Starting today, it is easier than ever to extend Viam with the launch of the modular registry. Because we cannot foresee every new piece of hardware, algorithm, or service our users will need, Viam is designed as an extensible platform, with an open source community such that our users, developers, can build what they want. With the registry, adding new functionality to Viam is easy, without esoteric things to learn; it becomes a simple coding exercise with great tooling, making it easy to publish, share, and use a rich ecosystem of modules.
Viam’s goal is to be the platform for all smart machines. To define that clearly let’s clarify that a smart machine is a machine or device that: lives in the real world; has some ability to perceive the world (simple sensor, camera, anything); perhaps does something to the world (motor, to a full robot), and that might need some interaction with other systems, the cloud, or users.
Considered in those terms, even if they don’t meet every one of those criteria yet, a huge variety of machines might be thought of as smart, from household devices like thermostats and coffeemakers to industrial machinery like assembly line robots and autonomous vehicles. So we’ve given ourselves a massive mandate. And we’ve defined potentially smart machines in that way because we’re surrounded by devices that have more compute power than the Apollo spacecraft, but are also far too often surprised by their lack of “smartness.” The technology has not been available to quickly and easily transform a machine from being sort of useful, to fully ‘smart’ in the way I’ve defined above. And that’s been a massive problem.
Our belief is that the world has a lot of real problems that we think automation and machinery are the best solutions for, whether it be climate change, cleaning oceans, or cleaning up after the kids. But we need smarter machines and we need them urgently to address these kinds of challenges. In order to have any chance at solving the biggest real world problems we face, we need a much larger ecosystem of developers working together, solving those problems, and implementing new solutions.
For that ecosystem of developers to expand to meet the breadth of the challenges, Viam has to be incredibly easy for every developer to extend and work with. And that is why we believe the registry we’re launching today is such a significant step into a more hopeful future.
How the Modular Registry Works
To get a sense of how the registry works it’s good to keep in mind that the core building blocks of any machine are components and services:
Components are generally mapped to physical things, and there are a number of types of components: cameras, motors, sensors, and GPS chips for example. For each component type, there are different models: for cameras for instance, there are drivers for webcams, Intel RealSense, OAK-D, etc…
Services are software services, algorithms, state management, and the like. As with components, there are different types of services: SLAM, motion, navigation, computer vision, and so forth. And for each service type, there are different implementations: Cartographer and ORB-SLAM for SLAM, for example.
For both components and services, the registry provides a number of opinionated APIs, but also some generic fallbacks if you need something that doesn’t quite fit. Some of these implementations are built into the core viam-server, but most are built as modules. These modules can be written in almost any language (Python, C++, Go, Rust, etc…) and since they are built on top of consistent APIs they can be plugged into any Viam deployment.

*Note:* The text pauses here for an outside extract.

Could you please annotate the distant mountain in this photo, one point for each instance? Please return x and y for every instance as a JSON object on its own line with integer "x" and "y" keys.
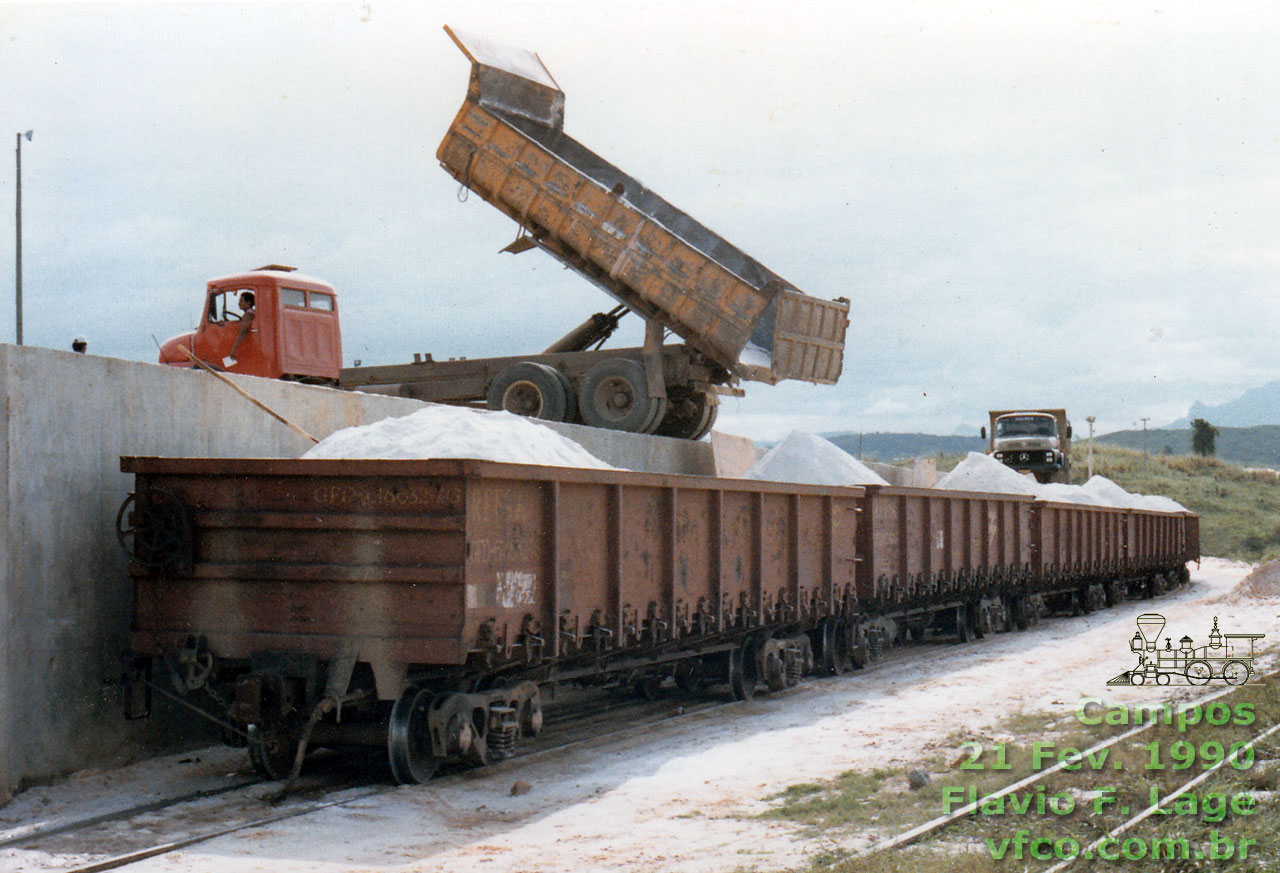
{"x": 1257, "y": 406}
{"x": 891, "y": 447}
{"x": 1252, "y": 447}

So if you need to support a new type of hardware, you can now just write a driver. I’ve personally done this for RTSP cameras, a certain marine motor, and a kinematic model for boats.
By the same token, if you need a new type of state management, now you can simply write a service. I recently did this for a sprinkler system I’ve deployed at home that I’ll blog about in a week or so, but the salient point is that the registry makes it not only easy to write these sorts of modules, it also makes it incredibly easy to deploy, share, and use them.
Anyone can publish a module to the registry, either manually or via continuous integration. These modules can be private to your organization, or public to everyone. Once a module is in the registry, adding it to any machine’s configuration is done with a few clicks. You can control the module version and upgrade policy. Module upgrades are deployed automatically to your machine. You can do this per machine, or for a fleet using fragments.
Additional Modular Registry Use Cases
Being able to develop and deploy new components and services like this is only the first of the registry's use cases. The same system can also be used to deploy anything to any existing machine. If you’ve got an existing fleet deployed, you can deploy your code or content using the registry as well.
There are two additional use cases the registry will support in the near future. The first is custom APIs. We already have a way to flexibly do whatever you need with generic methods, but we’ll soon let people publish APIs that they can implement, or others can implement, giving you more options for full abstractions.
Also coming soon is the ability to charge for modules you publish. Currently modules can be open or closed source, but with the ability to charge, it means you can write a module, publish it to the registry, and then flexibly charge users of that module in Viam. So new companies can focus on building key algorithms and services for machines, and not on distribution and billing.
The registry is a powerful resource for developers working on any hardware-plus-software project. It keeps the kind of composability and extensibility we expect in a software project and brings it to everything from the hardware component level all the way through to the data back end. It’s a concept and a resource that has been missing from the stack, and has been preventing so many important machines from becoming as smart, as versatile and as useful as they need to be. With the introduction of the registry today we hope Viam will be empowering a generation of developers to focus their full talents to bear on some of the world’s most important challenges, by making it far easier to build, configure, test, and deploy the smart machines we need in the real world.